The datacenter as art
Once the hardware is up and running, the interesting part begins. Using the Insight Orchestration Designer's drag-and-drop interface, templates defining individual servers and entire application suites can be constructed in just a few minutes, verified for compatibility with existing hardware and hypervisors, then published. Next, an admin with rights to that template can fire off a task to build it, and Insight Orchestration does the rest.
[ Datacenter automation and virtualization go hand in hand. See the Test Center reviews of VMware vSphere 4, VMware View, Citrix XenDesktop, and Microsoft's Hyper-V and SCOM Virtual Machine Manager. See Network World's review of VMware vSphere 4 and comparative hypervisor performance tests. ]
The nuts and bolts of how this works is important to understand. Using existing links to all the involved pieces (with some exceptions in the EVA storage management), Orchestration builds each server according to the template specifications. If one or more servers are run under VMware VI3, for instance, Orchestration will use calls to vCenter to define the server parameters, reference an existing VM template, and build the new virtual server automatically. If the server to be built is a physical server, links to the HP ILO management processor for that blade are used to boot the blade, and connections are made to the RDP server to signal the desired operating system and configuration requirements for that particular blade. The blade then PXE boots, hits the RDP server, and begins the build process.
All this happens in the background, with the admin basically pushing a Go button. As an example, I was able to build a new template for a Linux-based application comprising a Web server and database server, then have the servers configured and built about 20 minutes later. I could then repeat that process as many times as I liked, by simply creating a new service from that template.
A few manual steps are required for some builds. Because Insight Orchestration is still missing some links to the EVA storage management software, certain builds must be prepared -- with LUNs defined and activated by a storage administrator -- prior to building of a new server. You can speed up these deployments by predefining significant numbers of LUNs of the required sizes and flagging them with unique keywords to be used by the Orchestration Designer templates to allocate storage. Ideally, Orchestration would allocate the LUN on the fly when the template is used to build a new server, but for now the LUN must already exist -- and contain the appropriate keyword -- in order for the build to succeed. HP hopes to remove this manual step soon by providing better hooks into the EVA management.
Costing, leasing, and clients
I was quite happy to see that the concept of server and service costing has been integrated into the Insight Orchestration solution. When a template is designed, the server and its application can be assigned an overall cost, which is present to the users when they request a service build. Especially with virtual servers, VM proliferation is not a laughing matter, and assigning costs to those servers -- and obviously to physical servers -- can help reign in the number of VMs running on a particular infrastructure. When users see dollar signs, they tend to act more conservatively.

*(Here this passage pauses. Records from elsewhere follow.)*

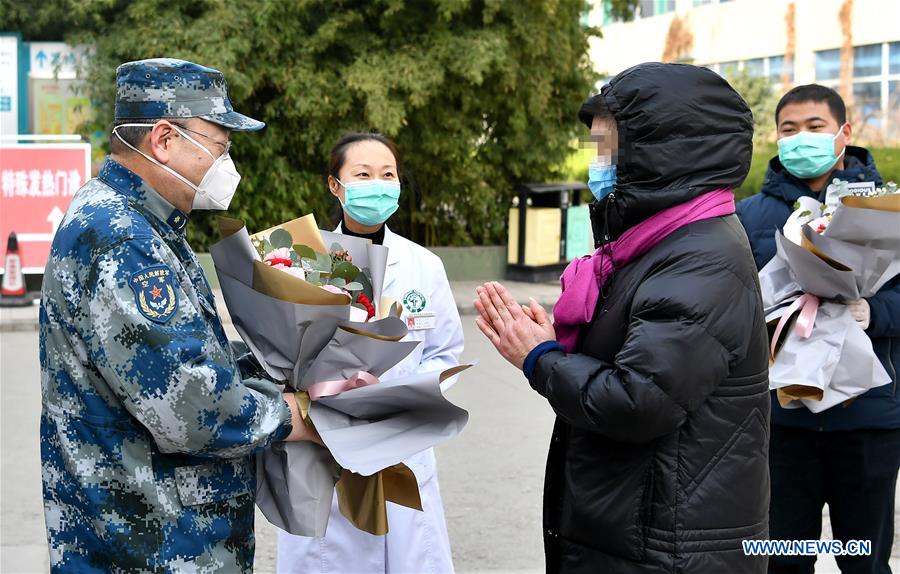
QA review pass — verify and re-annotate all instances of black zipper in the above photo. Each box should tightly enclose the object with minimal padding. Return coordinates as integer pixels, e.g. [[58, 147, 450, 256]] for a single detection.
[[887, 337, 897, 395]]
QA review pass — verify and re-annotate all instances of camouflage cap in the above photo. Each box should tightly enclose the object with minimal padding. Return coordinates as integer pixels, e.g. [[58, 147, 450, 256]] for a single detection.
[[116, 58, 266, 131]]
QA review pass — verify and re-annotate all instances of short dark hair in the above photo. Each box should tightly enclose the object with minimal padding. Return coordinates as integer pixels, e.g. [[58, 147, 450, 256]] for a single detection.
[[109, 120, 153, 155], [578, 94, 612, 129], [328, 132, 402, 179], [775, 84, 847, 126]]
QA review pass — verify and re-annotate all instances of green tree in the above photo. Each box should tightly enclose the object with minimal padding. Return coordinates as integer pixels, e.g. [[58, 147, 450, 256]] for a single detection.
[[727, 70, 778, 146], [0, 0, 608, 247]]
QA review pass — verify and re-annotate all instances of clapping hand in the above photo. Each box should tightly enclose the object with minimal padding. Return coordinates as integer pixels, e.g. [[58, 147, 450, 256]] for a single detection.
[[474, 281, 556, 369]]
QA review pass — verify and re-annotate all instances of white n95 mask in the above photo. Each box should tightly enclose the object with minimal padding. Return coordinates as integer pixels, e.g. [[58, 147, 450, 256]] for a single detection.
[[113, 124, 241, 211]]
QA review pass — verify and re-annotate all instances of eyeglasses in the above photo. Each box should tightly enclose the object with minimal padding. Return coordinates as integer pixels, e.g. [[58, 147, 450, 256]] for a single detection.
[[169, 122, 231, 155]]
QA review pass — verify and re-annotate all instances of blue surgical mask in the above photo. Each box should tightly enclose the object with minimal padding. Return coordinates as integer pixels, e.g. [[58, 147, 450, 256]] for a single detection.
[[778, 126, 847, 179], [335, 178, 400, 225], [588, 162, 616, 201]]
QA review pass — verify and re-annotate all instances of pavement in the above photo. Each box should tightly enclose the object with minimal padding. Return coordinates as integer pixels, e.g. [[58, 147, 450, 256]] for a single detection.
[[0, 282, 900, 574]]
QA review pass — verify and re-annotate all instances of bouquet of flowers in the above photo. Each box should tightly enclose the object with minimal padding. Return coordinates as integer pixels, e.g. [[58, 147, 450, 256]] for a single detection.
[[210, 216, 468, 536], [759, 180, 900, 413]]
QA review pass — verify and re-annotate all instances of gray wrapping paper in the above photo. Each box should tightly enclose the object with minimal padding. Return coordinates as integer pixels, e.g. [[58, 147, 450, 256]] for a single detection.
[[210, 222, 468, 536], [759, 197, 900, 413]]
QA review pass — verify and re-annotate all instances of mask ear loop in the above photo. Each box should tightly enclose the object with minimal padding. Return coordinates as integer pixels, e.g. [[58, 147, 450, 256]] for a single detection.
[[832, 122, 850, 163], [597, 197, 616, 302]]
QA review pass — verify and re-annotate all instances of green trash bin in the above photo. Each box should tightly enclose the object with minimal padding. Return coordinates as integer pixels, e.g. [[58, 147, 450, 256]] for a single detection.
[[506, 182, 592, 283]]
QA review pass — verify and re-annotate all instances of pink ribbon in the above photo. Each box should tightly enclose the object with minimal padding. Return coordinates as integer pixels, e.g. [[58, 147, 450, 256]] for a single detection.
[[769, 293, 819, 359], [306, 371, 378, 401]]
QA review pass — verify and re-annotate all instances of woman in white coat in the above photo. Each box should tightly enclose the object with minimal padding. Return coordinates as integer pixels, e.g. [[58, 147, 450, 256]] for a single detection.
[[278, 133, 463, 574]]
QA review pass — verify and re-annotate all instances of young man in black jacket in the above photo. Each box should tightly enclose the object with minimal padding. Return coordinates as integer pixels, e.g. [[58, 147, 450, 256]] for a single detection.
[[737, 84, 900, 574]]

But there's also the option of creating a lease time on a template. In essence, this provides a fixed termination date for a service build. Thus, a working group could request a build of a particular template with a year lease. At the end of the lease duration, the servers will be automatically torn down and the hardware returned to the available pool. This isn't completely automated, requiring administrator approval before any server destruction actually occurs, but it does offer another method to help reduce the number of extraneous servers littered about the network.